Regional varieties of mole are a source of pride and sense of identity for many Mexicans. Most people see their own recipe as completely unique, and part of their family and regional histories.
Many people also claim mole as a symbol of mestizo, or mixing or Spanish and indigenous Mexican cultures. The majority of Mexicans have a mixed native and Spanish ancestry, much like mole’s past of mixing Spanish and native ingredients and techniques.*



References:
Graber, Karen H. "Demystifying Mole, Mexico's National Dish." : Mexico Cuisine. N.p., 1 Jan. 2003. Web. 05 Dec. 2012.

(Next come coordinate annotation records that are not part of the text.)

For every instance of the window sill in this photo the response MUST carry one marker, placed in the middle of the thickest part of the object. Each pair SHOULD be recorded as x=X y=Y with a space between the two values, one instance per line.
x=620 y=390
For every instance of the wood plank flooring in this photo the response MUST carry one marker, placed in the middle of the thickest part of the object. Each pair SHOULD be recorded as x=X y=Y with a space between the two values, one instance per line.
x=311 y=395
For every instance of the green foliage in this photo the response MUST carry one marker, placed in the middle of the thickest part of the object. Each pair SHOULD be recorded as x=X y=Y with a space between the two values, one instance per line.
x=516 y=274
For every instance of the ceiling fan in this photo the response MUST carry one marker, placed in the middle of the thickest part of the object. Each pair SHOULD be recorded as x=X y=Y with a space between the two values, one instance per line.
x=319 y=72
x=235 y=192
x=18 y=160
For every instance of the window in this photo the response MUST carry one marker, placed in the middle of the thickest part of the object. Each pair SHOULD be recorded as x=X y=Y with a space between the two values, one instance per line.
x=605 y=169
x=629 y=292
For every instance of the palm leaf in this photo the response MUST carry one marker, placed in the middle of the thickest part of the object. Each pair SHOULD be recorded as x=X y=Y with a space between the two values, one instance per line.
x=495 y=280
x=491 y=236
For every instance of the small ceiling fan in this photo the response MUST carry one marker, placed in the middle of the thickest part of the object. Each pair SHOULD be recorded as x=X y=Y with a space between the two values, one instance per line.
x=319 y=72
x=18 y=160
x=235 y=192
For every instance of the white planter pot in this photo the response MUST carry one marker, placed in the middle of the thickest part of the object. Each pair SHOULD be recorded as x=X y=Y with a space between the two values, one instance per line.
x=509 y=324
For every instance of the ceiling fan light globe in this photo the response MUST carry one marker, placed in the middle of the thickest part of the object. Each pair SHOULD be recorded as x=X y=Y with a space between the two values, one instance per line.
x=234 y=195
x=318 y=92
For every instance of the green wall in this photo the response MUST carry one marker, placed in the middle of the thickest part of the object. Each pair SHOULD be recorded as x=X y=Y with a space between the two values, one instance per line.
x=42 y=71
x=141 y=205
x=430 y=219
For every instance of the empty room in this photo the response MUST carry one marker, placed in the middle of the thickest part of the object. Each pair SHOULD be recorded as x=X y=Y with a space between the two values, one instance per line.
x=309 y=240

"Mole Poblano: Mexico's National Food Dish." Mexonline. N.p., n.d. Web. <http://www.mexonline.com/molepoblano.htm>.

Graber, Karen H. "October in Actopan." N.p., 1 Oct. 2008. Web.

Zavala, Leticia B. "En Querétaro, Cientos Disfrutaron De La Feria Del Mole Y La Tortilla." N.p., 23 July 2010. Web.

Pilcher, Jeffery M., and Rachael Laudan. "Chiles, Chocolate, and Race in New Spain: Glancing Backward to Spain or Looking Forward to Mexico?" Eighteenth-Century Life 23.2 (1999): 59. Web.